Laravel Pint 1.30 formatiert Blade-Templates via Prettier
Laravel Pint 1.30.0 bringt optionale Formatierung von Blade-Templates über einen neuen --blade-Flag, realisiert mit Prettier sowie eigenen Blade- und Tailwind-Plugins.
Außerdem wurden --diff bei umbenannten Dateien korrigiert, --quiet leitet Ausgaben nach stderr um, und es gibt einen neuen "in"-Konfigurationsschlüssel.
Laravel Pint 1.30.0 kann jetzt Blade-Templates formatieren. Kern ist ein neuer --blade-Flag, der die konfigurierbare Regel Pint/laravel_blade aktiviert und .blade.php-Dateien durch Prettier mit dem prettier-plugin-blade-Plugin schickt. Statt des Flags lässt sich die Regel dauerhaft in der pint.json aktivieren: "rules": { "Pint/laravel_blade": true }.
Die Regel ist opt-in. Ist sie deaktiviert, schließt Pint *.blade.php komplett aus dem Datei-Finder aus – wie in allen früheren Versionen. Ist sie aktiv, laufen nur .blade.php-Dateien durch den Blade-Formatter.
Die Formatierung läuft über Node.js, nicht PHP. Benötigt werden drei npm-Pakete mit festen Versionsbeschränkungen: prettier (^3.8.4), prettier-plugin-blade (^3.2.2) und prettier-plugin-tailwindcss (^0.8.0). Pint prüft diese vorab: Fehlt Node, bricht es mit einer Erklärung ab; fehlen die Pakete, erkennt es den Paketmanager, fragt nach und installiert jedes Paket mit der geforderten Constraint; passen die Versionen nicht, stoppt Pint und gibt den exakten Installationsbefehl aus.

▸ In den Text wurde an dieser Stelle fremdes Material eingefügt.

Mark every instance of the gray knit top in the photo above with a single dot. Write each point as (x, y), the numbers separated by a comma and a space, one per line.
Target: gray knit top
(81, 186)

Drei Kategorien von Blade-Dateien werden trotz aktiver Regel übersprungen, weil eine Neuformatierung deren Ausgabe oder Bedeutung verändern würde: Envoy-Task-Dateien (Envoy.blade.php, envoy.blade.php), Boost-Guideline-Dateien unter resources/boost/guidelines/ sowie Mail-Views unter resources/views/emails/ und resources/views/mail/.
Die mitgelieferte Testsuite deckt Alpine-Attribute, Livewire-wire:-Bindings, Flux-Komponenten, Tailwind-Klassensortierung, @verbatim-Blöcke, Heredocs, Inline-SVG und Single-File-Component-Klassen ab – deutlich mehr als bloße HTML-Einrückung.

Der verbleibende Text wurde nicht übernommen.